Anyone who has raised teenagers can identify with Abraham. Of course we recognize that to be healthy, teenagers must rebel against their parents. They must choose their own way. But knowing this doesn’t make it any easier for us to go through their tee-age years. We remember the innocent face smiling or whaling in the crib. We had so many dreams of what they would become when they grew into adulthood. Inevitably, they chose another course. We struggled within ourselves. Would they get through this period of rebellion unscarred? Would they finally adopt the faith and values we tried to instill? We agonized in helplessness, hoping that they would avoid the mistakes we made in our youth. We hoped against hope that they would not have to experience the pain that we had to go through.

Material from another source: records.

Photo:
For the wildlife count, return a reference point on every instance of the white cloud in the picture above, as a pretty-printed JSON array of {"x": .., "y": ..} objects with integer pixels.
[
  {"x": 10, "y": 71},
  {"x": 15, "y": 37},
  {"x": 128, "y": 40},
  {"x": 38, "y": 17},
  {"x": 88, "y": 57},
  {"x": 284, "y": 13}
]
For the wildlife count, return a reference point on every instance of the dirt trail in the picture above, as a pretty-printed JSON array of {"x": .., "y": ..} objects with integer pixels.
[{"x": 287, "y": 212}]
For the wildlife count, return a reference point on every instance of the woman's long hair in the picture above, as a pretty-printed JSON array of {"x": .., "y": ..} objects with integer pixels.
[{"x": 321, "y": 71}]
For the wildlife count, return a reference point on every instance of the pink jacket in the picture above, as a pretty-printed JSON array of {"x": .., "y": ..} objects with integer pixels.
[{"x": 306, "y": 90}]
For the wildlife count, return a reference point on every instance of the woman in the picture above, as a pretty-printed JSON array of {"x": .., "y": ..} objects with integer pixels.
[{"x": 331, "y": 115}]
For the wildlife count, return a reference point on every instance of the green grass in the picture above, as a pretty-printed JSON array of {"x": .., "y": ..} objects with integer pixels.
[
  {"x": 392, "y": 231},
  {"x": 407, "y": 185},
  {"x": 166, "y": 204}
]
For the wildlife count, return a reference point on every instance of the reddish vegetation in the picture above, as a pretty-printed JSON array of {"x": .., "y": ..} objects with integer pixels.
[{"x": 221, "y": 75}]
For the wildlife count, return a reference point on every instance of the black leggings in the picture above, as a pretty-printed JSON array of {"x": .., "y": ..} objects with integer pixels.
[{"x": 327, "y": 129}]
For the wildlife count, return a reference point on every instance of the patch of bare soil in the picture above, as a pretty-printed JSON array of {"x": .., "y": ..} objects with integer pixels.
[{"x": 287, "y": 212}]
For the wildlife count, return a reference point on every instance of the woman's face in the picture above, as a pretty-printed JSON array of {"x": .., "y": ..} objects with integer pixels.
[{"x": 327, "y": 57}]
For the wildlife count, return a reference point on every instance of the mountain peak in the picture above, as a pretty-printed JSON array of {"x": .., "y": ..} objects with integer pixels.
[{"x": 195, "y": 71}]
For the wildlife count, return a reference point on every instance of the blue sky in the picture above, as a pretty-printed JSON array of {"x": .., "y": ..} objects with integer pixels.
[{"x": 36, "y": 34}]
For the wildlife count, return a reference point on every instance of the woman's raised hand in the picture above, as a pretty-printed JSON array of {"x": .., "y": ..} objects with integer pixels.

Abraham had to feel that way as he watched Lot walk away. From Lot’s perspective, he had made an excellent choice. Like the prodigal son, he would have his cake and eat it too. He would go to a land that seemed far better than that which had been promised by God.
He moved into Sodom. He made friends with people who did not know or love God. They did not share the values by which he had been raised. Gradually, he would come to adopt their point of view. He was heading for disaster.
In today’s Old Testament reading, God told Abraham that He planned to destroy Sodom and Gomorrah because of their wickedness. Abraham is left in anguish. He pleads with God to spare the cities. God promised that would if he found fifty righteous persons there. Abraham is quite certain that there won’t be fifty. So he starts bargaining with God and finally gets Him down to ten. In his heart he knows God won’t find ten righteous people. Have you ever found yourself bargaining with God?
When judgment comes to the two cities, Lot and his family are spared. Because of Abraham’s prayers, Lot and his family are able to live out the rest of their lives in relative peace. However, because of Lot’s choice, he no longer stands in line of the inheritance that God has promised Abraham’s heirs. He is no longer part of God’s big picture concerning the redemption of human kind.
In today’s Gospel, the disciples asked Jesus to teach them to pray. Jesus responded by giving the prayer which we recite just before taking communion each Sunday. It is a prayer in which we place our lives, our future and that of our loved ones into God’s care, confident of His ability to provide our needs and protect us, not from the pain and disappoints that come to everyone in life, but from their devastating effects.
After giving the disciples this model prayer, Jesus goes on to state: “ask and it will be given to you, seek and you will find, knock and it will be opened to you.” I have found this statement to be true. However, I have also found that the answer comes after much internal struggle.
About fifty years ago, the (non-canonical) Gospel of Thomas’s was discovered in a cave in Egypt. In it, Thomas presents us with an alternate version of this teaching which, shows the process through which the answer often comes. In Thomas’s Gospel, Jesus said: “He who seeks must not stop seeking until he finds. And when he finds, he will be bewildered. And if he is bewildered he will become distressed. And when he becomes distressed he will marvel, and then he will find peace.
In the midst of Abraham’s struggle as bargained with God to spare Lot’s life, he came to understand a new moral insight. In his anguish, he cried out. “Shall not the God of the universe be just!” And Abraham found peace. When we find ourselves in difficult situations, if we submit ourselves to this process, so will we. Amen.